里慕伊.阿纪(Rimuy Aki),汉名曾修媚

  1962年生,泰雅族新竹县尖石乡葛拉拜(Klapay)部落人。

  从事学前教育十余年,曾任幼稚园园长。目前于北县小学担任泰雅族语教师,以及泰雅族语配音员。

  写作种类有学前教育专文、青少年心灵成长专文、生活散文、小说。

  曾获1995年第一届山海文学奖散文组第一名、2000年第一届中华汽车原住民文学奖小说组第三名、2001年第二届中华汽车原住民文奖第三名、2007年山海文学奖小说祖佳作。着作有《山野笛声》(晨星)、《彩虹桥的审判》(新自然主义)。

著者信息

图书目录

图书序言

推荐序1

雅外的力量--《山樱花的故乡》中的女性

  我知道里慕伊一直有尝试写长篇小说的期待和计画,如今她终于完成了《山樱花的故乡》,对她个人算是了了个心愿,对整个原住民文学来说,我们又多了一部长篇,尤其出自于一位女性之手,更是令人欣喜。

  《山樱花的故乡》,谈的是泰雅族堡耐.雷撒一家人从北部的斯卡路部落迁徙到高雄那玛夏乡开垦定居的经过。里慕伊除了透过堡耐.雷撒一家人的故事,反映泰雅族传统风习和其族人之核心价值外;做为一个女性作者,她更注意到一般男性作家所忽略的视角和细节。她提到狩猎,但不放过对几只可爱猎犬的描写,甚至牠们的机灵和死亡。她歌颂泰雅男人的威勐,但写到尤帕斯跑到学校去探望学洋裁、情窦初开的吉娃丝时,却着重描写他的腼腆和羞涩。故事中有大人、老人,但更不忘写小女孩比黛和她深爱的洋娃娃.....。整部小说里女人不断说话,也有行动,她们煮饭、洗衣、腌肉、播种、收割甚至谈判……,非常活跃。这正是里慕伊文学创作中最独特的一面,突显一个单纯少女看待世界的方式。

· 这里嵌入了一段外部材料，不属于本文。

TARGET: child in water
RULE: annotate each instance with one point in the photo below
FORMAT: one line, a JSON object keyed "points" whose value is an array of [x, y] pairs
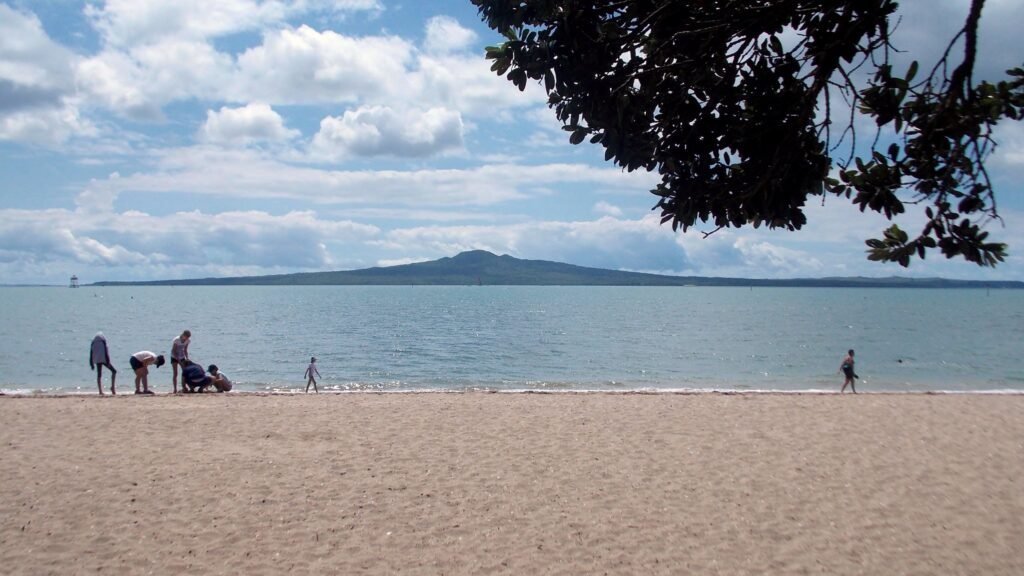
{"points": [[310, 371]]}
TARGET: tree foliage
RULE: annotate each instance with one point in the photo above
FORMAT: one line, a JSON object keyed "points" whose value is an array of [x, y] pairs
{"points": [[734, 103]]}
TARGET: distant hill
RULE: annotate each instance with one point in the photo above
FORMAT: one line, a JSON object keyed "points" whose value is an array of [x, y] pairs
{"points": [[479, 266]]}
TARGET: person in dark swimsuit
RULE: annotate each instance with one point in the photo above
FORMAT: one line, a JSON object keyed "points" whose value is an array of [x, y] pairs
{"points": [[847, 369]]}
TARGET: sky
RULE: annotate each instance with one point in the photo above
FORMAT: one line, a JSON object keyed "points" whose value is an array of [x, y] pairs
{"points": [[144, 139]]}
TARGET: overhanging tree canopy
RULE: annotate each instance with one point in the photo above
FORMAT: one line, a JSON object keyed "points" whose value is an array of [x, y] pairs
{"points": [[742, 126]]}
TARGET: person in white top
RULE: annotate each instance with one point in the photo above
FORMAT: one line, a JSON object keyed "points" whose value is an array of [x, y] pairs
{"points": [[99, 357], [179, 352], [139, 363], [310, 372]]}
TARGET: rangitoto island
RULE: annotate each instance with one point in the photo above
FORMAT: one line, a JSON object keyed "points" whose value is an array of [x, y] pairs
{"points": [[482, 268]]}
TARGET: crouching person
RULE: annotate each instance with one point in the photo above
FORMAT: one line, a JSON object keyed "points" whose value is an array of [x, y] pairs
{"points": [[220, 380], [194, 379]]}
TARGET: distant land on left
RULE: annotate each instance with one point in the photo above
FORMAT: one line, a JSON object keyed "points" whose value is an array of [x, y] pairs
{"points": [[482, 268]]}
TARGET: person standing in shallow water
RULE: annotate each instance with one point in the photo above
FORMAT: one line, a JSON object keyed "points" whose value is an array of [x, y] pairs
{"points": [[847, 369], [179, 352], [140, 362], [310, 372], [99, 356]]}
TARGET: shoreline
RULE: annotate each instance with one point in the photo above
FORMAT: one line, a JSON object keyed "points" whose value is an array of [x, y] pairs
{"points": [[550, 483], [558, 392]]}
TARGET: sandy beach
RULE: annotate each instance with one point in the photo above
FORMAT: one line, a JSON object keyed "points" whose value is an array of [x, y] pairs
{"points": [[513, 484]]}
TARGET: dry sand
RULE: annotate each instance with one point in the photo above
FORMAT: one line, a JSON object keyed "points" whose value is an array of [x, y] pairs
{"points": [[513, 484]]}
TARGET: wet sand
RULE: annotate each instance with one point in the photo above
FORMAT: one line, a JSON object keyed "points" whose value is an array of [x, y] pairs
{"points": [[513, 484]]}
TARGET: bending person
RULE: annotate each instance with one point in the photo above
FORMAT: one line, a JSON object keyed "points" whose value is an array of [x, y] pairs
{"points": [[140, 363], [220, 380], [99, 356], [194, 379]]}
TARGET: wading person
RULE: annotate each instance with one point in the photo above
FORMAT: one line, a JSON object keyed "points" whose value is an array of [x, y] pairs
{"points": [[140, 363], [99, 356], [847, 369], [179, 352], [310, 372]]}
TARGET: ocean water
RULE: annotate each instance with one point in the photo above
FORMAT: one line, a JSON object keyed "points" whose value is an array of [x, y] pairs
{"points": [[513, 338]]}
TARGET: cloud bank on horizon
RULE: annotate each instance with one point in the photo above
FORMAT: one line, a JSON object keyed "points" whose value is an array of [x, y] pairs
{"points": [[144, 139]]}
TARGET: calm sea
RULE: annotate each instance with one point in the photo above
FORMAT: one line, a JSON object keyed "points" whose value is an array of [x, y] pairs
{"points": [[512, 338]]}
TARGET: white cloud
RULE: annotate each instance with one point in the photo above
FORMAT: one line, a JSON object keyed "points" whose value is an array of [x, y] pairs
{"points": [[384, 131], [130, 23], [605, 208], [253, 123], [444, 35], [37, 92], [250, 174], [137, 245], [304, 66]]}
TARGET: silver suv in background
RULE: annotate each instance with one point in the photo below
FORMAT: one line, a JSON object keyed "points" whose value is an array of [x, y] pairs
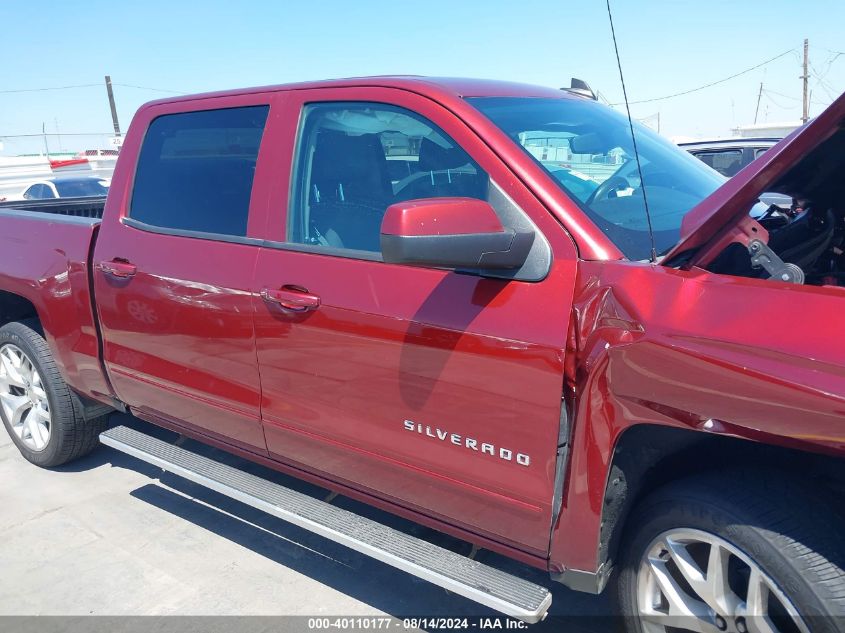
{"points": [[728, 156]]}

  故事的背景是六○年代,对原住民来说那是一个激烈变动的时代。我们不但要面对第一个国家(日本)、第一个国语(日语)到第二个国家(中华民国)、第二个国语(北京话)的断裂,还得快速适应资本主义货币逻辑的生活技巧。里慕伊在叙事中穿插了语言的问题,提到当兵、反攻大陆、青年训练、山地文化工作队和基督教。而自称是「生意人」的喜佑,在谎言被揭穿后,不但一把火烧尽堡耐辛苦建立的家屋,还以「匪谍」的罪名嫁祸给他们。原来部落的改变不单是外在的,族人内在的心灵和价值世界亦在迅速的崩解中。这样看来,堡耐家族向南的迁徙便不完全是生活空间的拓垦,其实也是泰雅族人面对现代性的冒险行动,一趟精神炼狱的探索……。

  堡耐一家人最后终于还是离开了三民乡返回北部故乡斯卡路。决定性的因素依然是由于一个有主见的女人雅外,她是堡耐三儿子伊凡的妻子。她对未来和现实的洞察力和坚持度,引导也开启了伊凡和堡耐的心智,重新定位那年南迁的动机和意义。我不太有把握里慕伊选择「三民乡」作为故事的主要场景,是否别有用心?但是,以民族村、民权村、民生村构造起来的「三民乡」,做为「光复」后原住民企盼前往的伊甸园,多少带有某种程度的真实性和讽刺性;而堡耐家族之重返泰雅族原乡,或许正是原住民由国族转向各别族群认同的一种隐喻吧!这同时反映了一九八○年代台湾原住民新的历史转折。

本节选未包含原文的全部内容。